So…, qu'en est il du sort des plus pauvres, aux Usa et en France ? Les USA sont ils pour les pauvres l'enfer décrit par nos médias ? Le traitement "social" de la pauvreté affiché chez nous obtient il de meilleurs résultats ?
Pauvreté statistique dans tous les sens du terme.
On entend souvent dire sur nos ondes que "dans tel pays, tel pourcentage de personnes vivent en dessous du seuil de pauvreté". En France, ce pourcentage est officiellement de 11.2 % et aux USA, de 12.1% (chiffres Insee et Census 2002). Ces chiffres ont deux gros inconvénients:
- ils sont calculés selon des méthodes différentes
- Et surtout ils ne veulent pas dire grand chose.
En France comme dans toute l'Europe, le taux de pauvreté est défini par rapport à un certain pourcentage du revenu médian des individus ou des ménages selon leur composition. Ainsi, le seuil de pauvreté Français est défini pour une personne seule comme 50% du revenu individuel médian, soit 602 Euros en 2001. Pour un ménage de plusieurs personnes, on ne va pas simplement multiplier ce seuil par le nombre de membres du ménage, pour tenir compte des économies d'échelle réalisées lorsque l'on vit à plusieurs: un couple partage la même chambre, la même salle de bains, la même cuisine, le même équipement ménager, et les enfants supplémentaires en partagent une partie. Aussi l'Insee utilise la notion "d'unité de consommation", égal à 0.5 pour la seconde personne adulte composant le foyer, et 0.3 pour chaque enfant de moins de 14 ans. Ce choix risque de faire grincer des dents à quiconque élève des enfants ou des préadolescents. Considérer que les besoins de consommation d'un enfant ne sont égaux qu'à 60% de ceux du deuxième adulte du ménage ne paraît conforme à l'expérience vécue par bien des parents, mais passons. Toujours est il que pour un couple avec deux enfants, pour déterminer le seuil de pauvreté, il faudra multiplier le seuil individuel (602Euros/mois) par un coefficient égal à (1+0.5+2*0.3)=2.1, soit 1264 Euros par mois (8291 francs) après impôts, ou encore: 15168 Euros/an.
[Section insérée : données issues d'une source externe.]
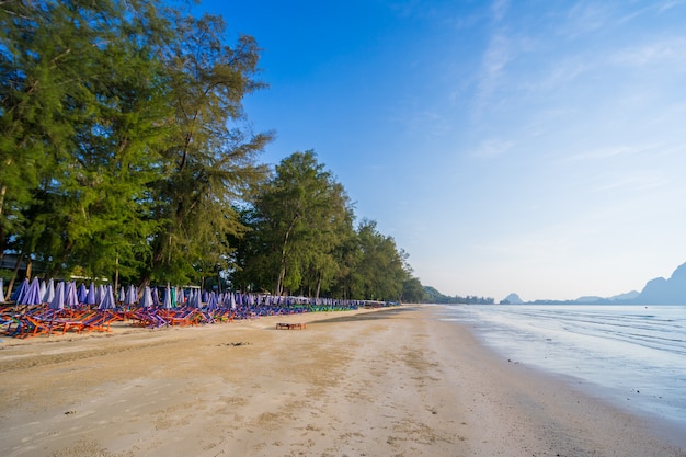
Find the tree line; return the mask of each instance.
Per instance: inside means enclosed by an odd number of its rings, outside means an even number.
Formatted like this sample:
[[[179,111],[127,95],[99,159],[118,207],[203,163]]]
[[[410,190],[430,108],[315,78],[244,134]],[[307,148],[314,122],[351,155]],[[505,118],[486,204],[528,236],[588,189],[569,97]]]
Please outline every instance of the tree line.
[[[0,3],[0,259],[119,284],[420,301],[313,151],[274,168],[260,47],[159,0]],[[9,292],[8,290],[8,295]]]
La méthode consistant a fixer le seuil de pauvreté à partir de 50% du revenu médian est d'une consternante stupidité, et bien que des dizaines d'auteurs aient souligné son ineptie, je m'étonne qu'on l'utilise encore.
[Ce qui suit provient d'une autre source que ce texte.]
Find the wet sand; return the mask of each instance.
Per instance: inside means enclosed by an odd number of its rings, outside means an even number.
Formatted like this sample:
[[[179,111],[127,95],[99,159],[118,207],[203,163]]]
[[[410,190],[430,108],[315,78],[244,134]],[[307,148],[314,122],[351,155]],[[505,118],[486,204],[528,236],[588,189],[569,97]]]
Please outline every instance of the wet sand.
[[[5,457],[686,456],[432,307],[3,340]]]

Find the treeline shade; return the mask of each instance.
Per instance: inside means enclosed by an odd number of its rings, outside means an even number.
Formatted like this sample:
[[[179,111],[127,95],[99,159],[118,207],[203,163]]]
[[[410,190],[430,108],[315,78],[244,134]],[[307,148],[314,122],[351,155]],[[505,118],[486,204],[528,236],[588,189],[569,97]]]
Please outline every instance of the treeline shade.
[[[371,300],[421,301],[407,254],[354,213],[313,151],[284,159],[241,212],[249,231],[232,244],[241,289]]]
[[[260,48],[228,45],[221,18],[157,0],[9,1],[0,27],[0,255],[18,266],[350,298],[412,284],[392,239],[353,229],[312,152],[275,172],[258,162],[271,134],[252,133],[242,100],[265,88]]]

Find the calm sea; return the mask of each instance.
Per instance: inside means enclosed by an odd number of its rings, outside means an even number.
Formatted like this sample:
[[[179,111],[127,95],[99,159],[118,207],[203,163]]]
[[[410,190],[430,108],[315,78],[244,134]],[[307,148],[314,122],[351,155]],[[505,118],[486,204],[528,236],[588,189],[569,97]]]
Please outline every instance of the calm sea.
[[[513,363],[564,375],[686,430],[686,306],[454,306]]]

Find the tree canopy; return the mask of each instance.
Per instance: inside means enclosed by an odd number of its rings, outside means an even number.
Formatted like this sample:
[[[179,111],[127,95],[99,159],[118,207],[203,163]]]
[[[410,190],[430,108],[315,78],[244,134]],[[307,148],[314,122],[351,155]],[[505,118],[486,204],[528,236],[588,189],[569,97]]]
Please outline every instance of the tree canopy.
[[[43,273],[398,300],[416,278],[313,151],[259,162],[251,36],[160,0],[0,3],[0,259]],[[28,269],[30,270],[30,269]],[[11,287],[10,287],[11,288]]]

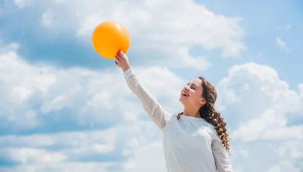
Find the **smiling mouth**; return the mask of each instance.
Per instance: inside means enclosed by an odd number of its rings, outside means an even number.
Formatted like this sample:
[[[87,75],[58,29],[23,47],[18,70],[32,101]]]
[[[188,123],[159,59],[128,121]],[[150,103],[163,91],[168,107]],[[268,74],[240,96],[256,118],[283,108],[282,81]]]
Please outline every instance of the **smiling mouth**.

En effet, avec une telle définition, un pays comme le Bengladesh ou le Mozambique, où 70% de la population vit avec un revenu de misère mais où sans doute très peu de personnes vivent avec moins de "la moitié du revenu médian", parce que le revenu "médian" s'apparente déjà au revenu "minimum", comporterait moins de pauvres que tout pays d'Europe, où il existe une classe moyenne significative. Vous avez dit "idiotie" ?
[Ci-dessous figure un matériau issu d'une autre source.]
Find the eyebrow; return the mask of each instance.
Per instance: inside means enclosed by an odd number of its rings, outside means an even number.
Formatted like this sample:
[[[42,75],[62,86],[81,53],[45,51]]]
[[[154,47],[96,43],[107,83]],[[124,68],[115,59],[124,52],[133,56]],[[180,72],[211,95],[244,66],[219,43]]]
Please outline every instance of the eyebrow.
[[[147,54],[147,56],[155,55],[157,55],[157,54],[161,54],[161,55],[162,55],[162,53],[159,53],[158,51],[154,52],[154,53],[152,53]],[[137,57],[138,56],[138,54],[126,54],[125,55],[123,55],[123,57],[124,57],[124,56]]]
Cette définition est donc inadaptée aux pays émergents. Elle ne l'est pas plus aux pays développés. Imaginons un pays qui partirait d'un spectre de revenus relativement linéaire (cas de la France, voir note précédente), et qui, en quelques années, grâce à une politique idoine, verrait le revenu de sa classe moyenne croître en flèche, et le revenu de ses pauvres rester constant (en pouvoir d'achat) selon les deux courbes ci dessous:
Dans une telle situation, alors qu'aucun ménage ne verrait son pouvoir d'achat se réduire, le taux de pauvreté augmenterait significativement, suite à l'augmentation du revenu médian, donc du seuil de pauvreté. Vous avez dit "Shadock " ?
C'est pourtant ce type de définition ubuesque qui est retenue par de nombreuses publications pour affirmer que "la pauvreté augmente dans les pays de l'est de puis la fin du communisme", ou qu'il y a "40 millions de pauvres aux USA", voire 60 millions, pourquoi se gêner. Pour les premiers, cette augmentation du seuil est due à l'éclosion d'une classe moyenne, pour les seconds, nous verrons plus loin ce qu'il faut penser de cette affirmation.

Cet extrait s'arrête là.